I do not agree with faith or Rocked...but I will leave them up.
And unless I missed something, her not coming home was BEFORE she said she gave him up and decided she wanted to start dating you.
Your AS IF IS a delicate thing. The very thing you ASSUME you can often create. Unless you have a new reason not to trust her (if you mean by driving by you saw his car there), then trust her. If you saw his car there, keep your eyes and ears open.
dbmod, with respect, I believe you HAVE misunderstood the situation. His wife stayed out all night and all weekend AFTER she said she was no longer seeing OM. Sinclair is quite certain that she has lied to him. Again, with respect, I think your criticism of Faith and Rocked's responses stems from this misunderstanding.
I would be very interested in seeing your advice assuming Sinclair's W is lying to him. What do you suggest he does in that situation?
I'm surprised by how many comments to my thread are being deleted. Makes me wonder what's going on here.
Well, just got back from wife's place. We had our talk and it went better than I had expected. We had a good discussion, but she said that she already understood my position. She didn't try to deny anything either (for a change); she claimed to be confused (duh); she said that she was sorry (this was her first apology during this mess). It was fairly obvious that she wasn't having the fun filled weekend with OM that I had envisioned. What ever happened between them wasn't good; she was an emotional train wreck.

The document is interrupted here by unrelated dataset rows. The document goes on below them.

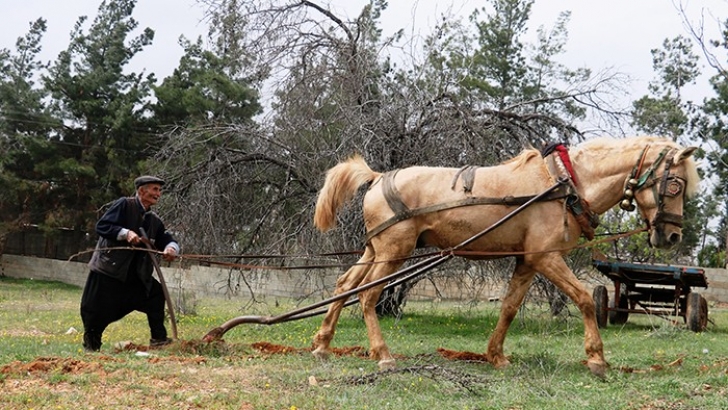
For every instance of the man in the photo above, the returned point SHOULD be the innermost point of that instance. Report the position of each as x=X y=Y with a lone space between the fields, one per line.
x=120 y=279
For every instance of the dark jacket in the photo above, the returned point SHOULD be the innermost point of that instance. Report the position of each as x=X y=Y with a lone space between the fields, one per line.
x=117 y=263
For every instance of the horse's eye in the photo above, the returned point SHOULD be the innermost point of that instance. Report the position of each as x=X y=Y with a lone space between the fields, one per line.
x=674 y=187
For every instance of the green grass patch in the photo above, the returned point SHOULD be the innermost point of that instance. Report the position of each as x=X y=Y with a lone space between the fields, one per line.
x=654 y=363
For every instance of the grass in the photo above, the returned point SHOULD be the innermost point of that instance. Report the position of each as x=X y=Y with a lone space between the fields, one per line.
x=654 y=363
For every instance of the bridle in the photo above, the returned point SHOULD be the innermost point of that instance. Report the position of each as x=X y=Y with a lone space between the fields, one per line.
x=670 y=185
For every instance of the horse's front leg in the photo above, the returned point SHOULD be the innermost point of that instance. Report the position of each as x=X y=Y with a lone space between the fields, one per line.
x=553 y=268
x=517 y=288
x=349 y=280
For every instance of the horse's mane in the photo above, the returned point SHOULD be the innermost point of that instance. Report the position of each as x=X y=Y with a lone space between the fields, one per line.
x=522 y=158
x=602 y=146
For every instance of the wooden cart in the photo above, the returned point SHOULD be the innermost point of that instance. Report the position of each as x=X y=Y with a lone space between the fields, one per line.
x=651 y=289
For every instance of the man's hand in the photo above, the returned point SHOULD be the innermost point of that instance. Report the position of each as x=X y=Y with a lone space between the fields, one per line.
x=169 y=254
x=132 y=237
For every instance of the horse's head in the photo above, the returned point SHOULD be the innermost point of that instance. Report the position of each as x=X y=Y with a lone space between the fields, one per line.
x=660 y=192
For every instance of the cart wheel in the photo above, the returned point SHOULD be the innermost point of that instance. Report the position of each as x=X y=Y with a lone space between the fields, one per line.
x=619 y=318
x=601 y=299
x=697 y=312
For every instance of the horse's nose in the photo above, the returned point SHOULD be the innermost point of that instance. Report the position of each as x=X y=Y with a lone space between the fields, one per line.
x=674 y=238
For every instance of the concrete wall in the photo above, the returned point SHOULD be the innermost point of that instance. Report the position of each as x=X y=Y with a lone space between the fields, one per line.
x=224 y=282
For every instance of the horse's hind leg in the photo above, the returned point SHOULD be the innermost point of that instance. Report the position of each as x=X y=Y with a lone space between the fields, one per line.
x=368 y=299
x=553 y=268
x=517 y=288
x=349 y=280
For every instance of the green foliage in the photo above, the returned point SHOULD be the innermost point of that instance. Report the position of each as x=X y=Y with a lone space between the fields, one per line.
x=201 y=90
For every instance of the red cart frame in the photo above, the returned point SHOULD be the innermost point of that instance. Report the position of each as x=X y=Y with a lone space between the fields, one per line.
x=662 y=290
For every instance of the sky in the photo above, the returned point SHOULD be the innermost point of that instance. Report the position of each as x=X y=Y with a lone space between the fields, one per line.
x=603 y=34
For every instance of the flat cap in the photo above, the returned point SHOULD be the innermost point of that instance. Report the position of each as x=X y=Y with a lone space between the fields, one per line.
x=147 y=179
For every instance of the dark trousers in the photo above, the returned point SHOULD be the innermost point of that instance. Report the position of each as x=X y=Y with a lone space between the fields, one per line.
x=106 y=300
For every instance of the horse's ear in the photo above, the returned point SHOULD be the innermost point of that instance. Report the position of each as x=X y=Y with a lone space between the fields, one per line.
x=685 y=153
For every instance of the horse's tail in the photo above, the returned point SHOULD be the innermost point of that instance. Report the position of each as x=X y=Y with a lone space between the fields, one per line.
x=342 y=182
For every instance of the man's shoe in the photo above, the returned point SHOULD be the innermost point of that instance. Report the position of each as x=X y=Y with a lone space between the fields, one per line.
x=91 y=342
x=159 y=342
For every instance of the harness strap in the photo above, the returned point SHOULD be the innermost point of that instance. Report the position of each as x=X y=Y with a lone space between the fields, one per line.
x=468 y=174
x=561 y=192
x=578 y=206
x=392 y=195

She still wants to work on our relationship, but she has questions for her IC tomorrow. Our biggest issue, in her words, was that I wasn't fulfilling her emotional needs. I'm sure that's true; if I hadn't been neglectful of her emotionally, the OM wouldn't have had an opportunity to fill that role.
Another small step, but still in limbo land. I guess?
I sure never expected to have this kind of drama in my life.
Good call CityGirl, the letter idea wouldn't have given me the feedback I needed.
Thanks to everyone ells for your support, even if I'll never know what some of you said.